Nicolas Sarkozy, en visite samedi au Salon aéronautique du Bourget, a prôné une "vraie politique industrielle européenne" face à la concurrence des géants chinois ou américain, et une "remise à plat" des programmes militaires français déjà engagés. — Pierre Verdy AFP
Au Salon aéronautique du Bourget, le rituel veut que le président de la République assiste à quelques démonstrations en vol et visite quelques grandes entreprises françaises vivant largement des commandes de l’Etat.

Mais comme sur le reste, samedi dernier, Nicolas Sarkozy a voulu imprimer sa marque sous la forme d’un discours plutôt vigoureux sur la nécessité d’une politique industrielle européenne. Les avertissements ont volé bas. Premiers visés : les partenaires commerciaux de la France, à commencer par la Chine et les Etats-Unis. «La naïveté, c’est fini, la réciprocité, ça commence», a prévenu le chef de l’Etat. Barrières douanières et autres protections des marchés seront éliminées «à la minute» où elles disparaîtront pour les clients de la France.

Avertissement aussi en direction du complexe militaro-industriel qui multiplie les programmes toujours plus onéreux pour des marchés de plus en plus étroits. Et le Président de dénoncer une Union européenne qui a réussi à mettre en chantier «cinq programmes de missiles sol-air, trois programmes d’avions de combat, six programmes de sous-marins d’attaque et plus d’une vingtaine de programmes de blindés».

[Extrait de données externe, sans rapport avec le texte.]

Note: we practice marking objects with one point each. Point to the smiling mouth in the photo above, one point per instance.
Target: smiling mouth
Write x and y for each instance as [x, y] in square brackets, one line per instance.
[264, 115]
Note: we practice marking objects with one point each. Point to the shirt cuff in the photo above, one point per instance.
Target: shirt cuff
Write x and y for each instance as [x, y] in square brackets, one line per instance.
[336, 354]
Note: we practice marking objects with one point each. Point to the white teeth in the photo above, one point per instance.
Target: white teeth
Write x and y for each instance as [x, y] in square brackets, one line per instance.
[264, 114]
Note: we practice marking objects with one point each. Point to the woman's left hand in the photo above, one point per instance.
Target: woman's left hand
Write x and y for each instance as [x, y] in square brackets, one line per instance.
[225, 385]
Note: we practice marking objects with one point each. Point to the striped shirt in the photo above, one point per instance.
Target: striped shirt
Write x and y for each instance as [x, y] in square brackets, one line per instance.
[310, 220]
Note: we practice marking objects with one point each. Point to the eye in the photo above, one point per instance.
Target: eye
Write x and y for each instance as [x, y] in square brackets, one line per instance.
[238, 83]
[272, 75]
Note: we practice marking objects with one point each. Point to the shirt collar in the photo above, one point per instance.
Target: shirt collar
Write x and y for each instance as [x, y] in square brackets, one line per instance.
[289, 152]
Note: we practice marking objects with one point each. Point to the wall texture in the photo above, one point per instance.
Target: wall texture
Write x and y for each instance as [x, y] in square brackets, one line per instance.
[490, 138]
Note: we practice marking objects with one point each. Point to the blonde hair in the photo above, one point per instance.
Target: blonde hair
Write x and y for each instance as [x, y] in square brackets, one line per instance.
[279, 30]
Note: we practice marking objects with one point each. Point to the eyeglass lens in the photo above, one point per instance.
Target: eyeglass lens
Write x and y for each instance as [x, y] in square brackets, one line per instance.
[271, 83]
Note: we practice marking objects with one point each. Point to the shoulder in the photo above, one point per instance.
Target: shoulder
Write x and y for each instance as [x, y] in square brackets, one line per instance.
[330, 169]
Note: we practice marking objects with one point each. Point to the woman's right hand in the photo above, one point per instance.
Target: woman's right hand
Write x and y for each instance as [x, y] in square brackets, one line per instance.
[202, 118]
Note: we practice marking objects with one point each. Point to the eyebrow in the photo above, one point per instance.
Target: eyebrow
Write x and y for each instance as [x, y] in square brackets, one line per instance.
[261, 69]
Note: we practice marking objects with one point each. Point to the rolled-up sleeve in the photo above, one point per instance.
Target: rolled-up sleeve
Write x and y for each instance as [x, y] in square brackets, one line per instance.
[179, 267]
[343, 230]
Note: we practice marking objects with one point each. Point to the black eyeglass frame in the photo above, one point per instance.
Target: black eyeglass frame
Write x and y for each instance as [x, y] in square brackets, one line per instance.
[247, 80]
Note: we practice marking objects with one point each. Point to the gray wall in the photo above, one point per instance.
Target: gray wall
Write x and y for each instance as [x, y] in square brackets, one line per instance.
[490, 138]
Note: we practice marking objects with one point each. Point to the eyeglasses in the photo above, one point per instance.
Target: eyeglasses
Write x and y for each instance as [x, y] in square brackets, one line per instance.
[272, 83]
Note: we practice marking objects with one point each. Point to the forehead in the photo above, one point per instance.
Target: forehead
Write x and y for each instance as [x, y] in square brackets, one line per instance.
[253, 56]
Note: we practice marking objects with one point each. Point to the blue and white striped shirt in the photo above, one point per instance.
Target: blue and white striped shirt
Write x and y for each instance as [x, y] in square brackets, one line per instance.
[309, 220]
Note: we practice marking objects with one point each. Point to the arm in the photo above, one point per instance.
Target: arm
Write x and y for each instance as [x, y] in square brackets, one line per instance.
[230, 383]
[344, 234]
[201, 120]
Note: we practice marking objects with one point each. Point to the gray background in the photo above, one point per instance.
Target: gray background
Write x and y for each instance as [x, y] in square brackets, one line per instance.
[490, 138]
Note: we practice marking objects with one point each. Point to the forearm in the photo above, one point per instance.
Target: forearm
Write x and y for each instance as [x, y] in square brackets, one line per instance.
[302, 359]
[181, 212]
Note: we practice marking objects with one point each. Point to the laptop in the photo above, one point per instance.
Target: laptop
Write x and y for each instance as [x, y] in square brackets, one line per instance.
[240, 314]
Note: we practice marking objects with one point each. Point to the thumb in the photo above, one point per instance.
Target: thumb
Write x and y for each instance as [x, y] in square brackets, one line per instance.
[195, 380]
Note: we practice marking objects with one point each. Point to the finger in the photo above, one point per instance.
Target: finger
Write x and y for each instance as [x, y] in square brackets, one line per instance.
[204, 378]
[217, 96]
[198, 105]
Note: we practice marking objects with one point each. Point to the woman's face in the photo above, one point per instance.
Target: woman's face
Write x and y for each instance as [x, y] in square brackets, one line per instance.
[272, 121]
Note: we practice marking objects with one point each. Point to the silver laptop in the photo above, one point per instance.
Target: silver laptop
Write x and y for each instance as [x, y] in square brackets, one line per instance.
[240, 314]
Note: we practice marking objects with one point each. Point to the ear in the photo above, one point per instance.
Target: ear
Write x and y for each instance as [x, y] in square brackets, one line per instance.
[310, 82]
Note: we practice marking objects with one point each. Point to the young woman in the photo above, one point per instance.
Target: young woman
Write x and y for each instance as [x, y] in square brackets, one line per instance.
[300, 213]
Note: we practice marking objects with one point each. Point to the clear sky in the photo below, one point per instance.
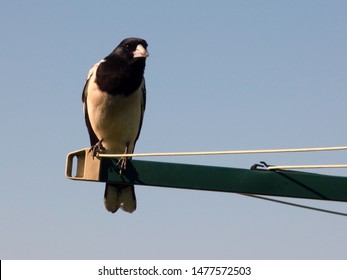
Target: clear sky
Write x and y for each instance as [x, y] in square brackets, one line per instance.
[222, 75]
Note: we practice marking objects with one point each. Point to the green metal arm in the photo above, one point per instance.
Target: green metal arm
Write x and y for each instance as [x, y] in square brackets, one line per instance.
[199, 177]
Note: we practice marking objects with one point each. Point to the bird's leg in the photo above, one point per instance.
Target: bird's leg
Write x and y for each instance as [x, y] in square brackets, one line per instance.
[122, 162]
[97, 148]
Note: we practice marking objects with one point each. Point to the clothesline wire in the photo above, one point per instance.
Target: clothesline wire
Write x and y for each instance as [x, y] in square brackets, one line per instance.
[230, 152]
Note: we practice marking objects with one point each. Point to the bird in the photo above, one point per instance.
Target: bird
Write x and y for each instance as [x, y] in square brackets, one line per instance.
[114, 101]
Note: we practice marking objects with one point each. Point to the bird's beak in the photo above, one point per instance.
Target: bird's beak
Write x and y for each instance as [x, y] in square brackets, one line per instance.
[140, 51]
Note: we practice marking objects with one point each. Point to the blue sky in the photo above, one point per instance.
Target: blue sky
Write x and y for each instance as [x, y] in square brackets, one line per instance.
[222, 75]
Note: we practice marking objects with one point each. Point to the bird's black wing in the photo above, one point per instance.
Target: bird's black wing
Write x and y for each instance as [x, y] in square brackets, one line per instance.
[143, 107]
[93, 138]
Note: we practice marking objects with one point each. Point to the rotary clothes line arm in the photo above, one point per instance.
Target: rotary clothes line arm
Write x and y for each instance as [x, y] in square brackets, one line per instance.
[209, 178]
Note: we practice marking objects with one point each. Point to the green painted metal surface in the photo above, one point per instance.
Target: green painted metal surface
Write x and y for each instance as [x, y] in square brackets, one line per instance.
[224, 179]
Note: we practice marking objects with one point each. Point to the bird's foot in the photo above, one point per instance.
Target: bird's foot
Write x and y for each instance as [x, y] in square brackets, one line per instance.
[122, 164]
[97, 149]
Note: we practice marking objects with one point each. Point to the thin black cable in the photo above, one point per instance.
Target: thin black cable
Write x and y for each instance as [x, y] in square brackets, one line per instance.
[295, 204]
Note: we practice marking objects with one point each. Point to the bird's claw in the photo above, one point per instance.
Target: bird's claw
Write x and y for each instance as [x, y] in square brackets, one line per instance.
[122, 164]
[97, 149]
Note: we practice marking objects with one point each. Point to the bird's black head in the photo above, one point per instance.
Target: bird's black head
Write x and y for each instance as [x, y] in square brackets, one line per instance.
[122, 71]
[132, 48]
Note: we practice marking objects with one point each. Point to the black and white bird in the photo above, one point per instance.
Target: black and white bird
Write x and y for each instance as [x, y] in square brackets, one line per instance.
[114, 99]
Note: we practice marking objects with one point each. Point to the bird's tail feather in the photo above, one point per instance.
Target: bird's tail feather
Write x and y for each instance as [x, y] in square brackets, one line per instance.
[120, 196]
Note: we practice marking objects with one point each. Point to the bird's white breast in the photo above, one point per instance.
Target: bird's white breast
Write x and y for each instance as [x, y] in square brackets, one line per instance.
[114, 118]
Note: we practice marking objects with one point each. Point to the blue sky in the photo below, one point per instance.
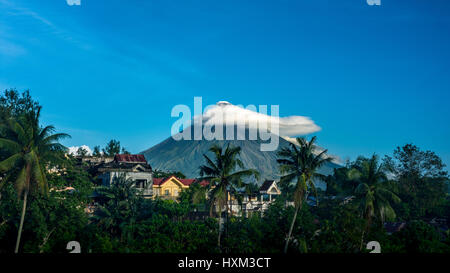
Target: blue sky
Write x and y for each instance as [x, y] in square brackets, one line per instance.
[372, 77]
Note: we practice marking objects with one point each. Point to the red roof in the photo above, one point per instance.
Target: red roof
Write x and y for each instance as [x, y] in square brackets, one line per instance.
[130, 158]
[186, 182]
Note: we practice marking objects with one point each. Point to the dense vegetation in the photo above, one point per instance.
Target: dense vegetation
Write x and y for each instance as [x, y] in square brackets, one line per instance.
[410, 186]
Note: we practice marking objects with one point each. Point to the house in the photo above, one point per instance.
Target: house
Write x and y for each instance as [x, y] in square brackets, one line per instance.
[171, 187]
[134, 167]
[392, 227]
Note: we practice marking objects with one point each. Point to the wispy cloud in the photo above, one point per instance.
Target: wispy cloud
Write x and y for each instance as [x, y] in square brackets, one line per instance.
[10, 49]
[42, 22]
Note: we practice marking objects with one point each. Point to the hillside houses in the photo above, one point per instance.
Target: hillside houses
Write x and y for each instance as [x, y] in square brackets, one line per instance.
[136, 168]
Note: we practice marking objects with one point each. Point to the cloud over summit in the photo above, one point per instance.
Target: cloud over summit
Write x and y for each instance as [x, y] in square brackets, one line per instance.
[228, 114]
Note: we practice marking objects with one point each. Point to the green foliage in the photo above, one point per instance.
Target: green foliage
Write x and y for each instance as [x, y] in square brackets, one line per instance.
[164, 174]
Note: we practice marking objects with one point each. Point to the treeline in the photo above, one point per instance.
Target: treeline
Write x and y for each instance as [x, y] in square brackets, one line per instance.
[40, 214]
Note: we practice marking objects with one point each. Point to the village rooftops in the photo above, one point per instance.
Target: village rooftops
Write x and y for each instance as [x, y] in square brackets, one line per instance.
[130, 158]
[125, 162]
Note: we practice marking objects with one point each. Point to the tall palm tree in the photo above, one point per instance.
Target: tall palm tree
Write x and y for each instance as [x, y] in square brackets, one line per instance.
[30, 149]
[223, 177]
[372, 192]
[300, 165]
[118, 206]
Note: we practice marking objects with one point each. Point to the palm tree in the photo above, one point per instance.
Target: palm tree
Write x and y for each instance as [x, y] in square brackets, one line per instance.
[30, 149]
[223, 177]
[374, 196]
[300, 164]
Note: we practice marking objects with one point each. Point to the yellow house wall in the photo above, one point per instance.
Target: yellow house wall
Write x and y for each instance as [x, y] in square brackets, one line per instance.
[170, 185]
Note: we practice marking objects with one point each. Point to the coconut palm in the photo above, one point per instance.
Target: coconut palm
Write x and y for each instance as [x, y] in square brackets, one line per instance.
[372, 192]
[300, 164]
[30, 149]
[224, 177]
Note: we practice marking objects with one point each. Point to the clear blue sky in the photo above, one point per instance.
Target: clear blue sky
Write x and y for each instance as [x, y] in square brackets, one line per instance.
[372, 77]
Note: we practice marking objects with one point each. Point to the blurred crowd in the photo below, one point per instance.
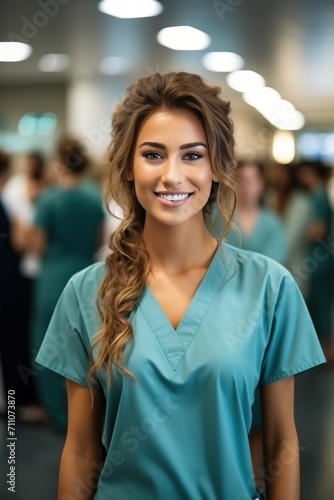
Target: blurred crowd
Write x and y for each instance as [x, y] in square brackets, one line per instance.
[53, 224]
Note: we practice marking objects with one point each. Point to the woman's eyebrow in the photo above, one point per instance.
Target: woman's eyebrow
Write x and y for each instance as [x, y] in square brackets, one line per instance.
[193, 145]
[157, 145]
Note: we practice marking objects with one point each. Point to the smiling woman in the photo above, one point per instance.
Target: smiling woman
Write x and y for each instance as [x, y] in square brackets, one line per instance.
[172, 168]
[174, 333]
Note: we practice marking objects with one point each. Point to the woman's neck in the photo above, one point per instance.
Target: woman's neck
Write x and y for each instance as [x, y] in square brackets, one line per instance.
[178, 249]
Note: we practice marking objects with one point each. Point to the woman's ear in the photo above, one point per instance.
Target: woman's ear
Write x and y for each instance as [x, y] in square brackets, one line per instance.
[129, 175]
[215, 177]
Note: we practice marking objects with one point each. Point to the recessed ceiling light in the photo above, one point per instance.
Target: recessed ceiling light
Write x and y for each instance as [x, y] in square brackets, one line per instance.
[114, 65]
[53, 63]
[14, 51]
[284, 116]
[222, 61]
[129, 9]
[183, 38]
[283, 148]
[261, 97]
[245, 80]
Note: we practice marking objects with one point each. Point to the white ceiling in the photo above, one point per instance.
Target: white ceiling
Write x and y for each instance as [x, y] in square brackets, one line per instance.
[291, 43]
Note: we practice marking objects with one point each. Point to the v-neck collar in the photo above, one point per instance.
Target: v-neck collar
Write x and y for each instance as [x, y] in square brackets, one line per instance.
[175, 342]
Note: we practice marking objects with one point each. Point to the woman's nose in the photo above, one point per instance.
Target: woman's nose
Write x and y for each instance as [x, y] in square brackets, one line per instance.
[172, 172]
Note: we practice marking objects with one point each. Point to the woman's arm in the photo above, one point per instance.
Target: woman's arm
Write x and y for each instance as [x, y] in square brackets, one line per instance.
[280, 441]
[82, 457]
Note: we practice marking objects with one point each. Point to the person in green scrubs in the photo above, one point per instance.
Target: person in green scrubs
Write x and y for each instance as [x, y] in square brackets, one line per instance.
[164, 344]
[257, 228]
[66, 234]
[319, 262]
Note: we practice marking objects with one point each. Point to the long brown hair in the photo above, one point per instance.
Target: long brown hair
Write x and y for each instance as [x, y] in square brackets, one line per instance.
[128, 264]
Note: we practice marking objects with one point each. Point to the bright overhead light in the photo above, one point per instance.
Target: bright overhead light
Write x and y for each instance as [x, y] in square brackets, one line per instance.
[283, 148]
[129, 9]
[14, 51]
[245, 80]
[114, 65]
[222, 61]
[262, 97]
[53, 63]
[183, 38]
[284, 116]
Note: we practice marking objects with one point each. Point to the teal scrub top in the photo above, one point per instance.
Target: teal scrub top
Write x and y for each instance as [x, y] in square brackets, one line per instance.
[181, 430]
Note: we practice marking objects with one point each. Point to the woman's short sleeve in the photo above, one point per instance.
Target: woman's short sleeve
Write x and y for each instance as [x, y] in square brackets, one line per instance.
[65, 348]
[293, 344]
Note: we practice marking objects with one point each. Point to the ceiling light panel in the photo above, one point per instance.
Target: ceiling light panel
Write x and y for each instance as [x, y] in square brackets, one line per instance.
[245, 80]
[183, 38]
[130, 9]
[53, 63]
[223, 62]
[14, 51]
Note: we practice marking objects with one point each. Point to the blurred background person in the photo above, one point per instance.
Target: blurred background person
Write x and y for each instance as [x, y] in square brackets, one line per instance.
[20, 195]
[14, 352]
[257, 227]
[67, 232]
[293, 205]
[314, 177]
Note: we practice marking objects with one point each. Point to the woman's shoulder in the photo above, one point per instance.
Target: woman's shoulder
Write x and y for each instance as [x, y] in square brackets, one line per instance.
[253, 266]
[87, 281]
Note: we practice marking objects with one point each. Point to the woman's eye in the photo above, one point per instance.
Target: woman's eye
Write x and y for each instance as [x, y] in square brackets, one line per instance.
[152, 156]
[192, 156]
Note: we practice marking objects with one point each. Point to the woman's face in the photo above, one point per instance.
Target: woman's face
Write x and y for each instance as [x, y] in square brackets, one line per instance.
[172, 171]
[251, 185]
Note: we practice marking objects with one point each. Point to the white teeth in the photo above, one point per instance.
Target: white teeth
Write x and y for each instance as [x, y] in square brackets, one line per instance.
[173, 197]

En clair, Nicolas Sarkozy ne veut plus d’albatros commerciaux comme le Rafale, programme à la fois dépassé, hors de prix et inexportable. Mais en Europe, la politique industrielle, c’est encore et surtout de la politique. Sarkozy veut donc réexaminer la gouvernance au sein d’EADS (détenu à 15 % par l’Etat français). Il en sera question le 16 juillet avec Angela Merkel lors d’un sommet franco-allemand.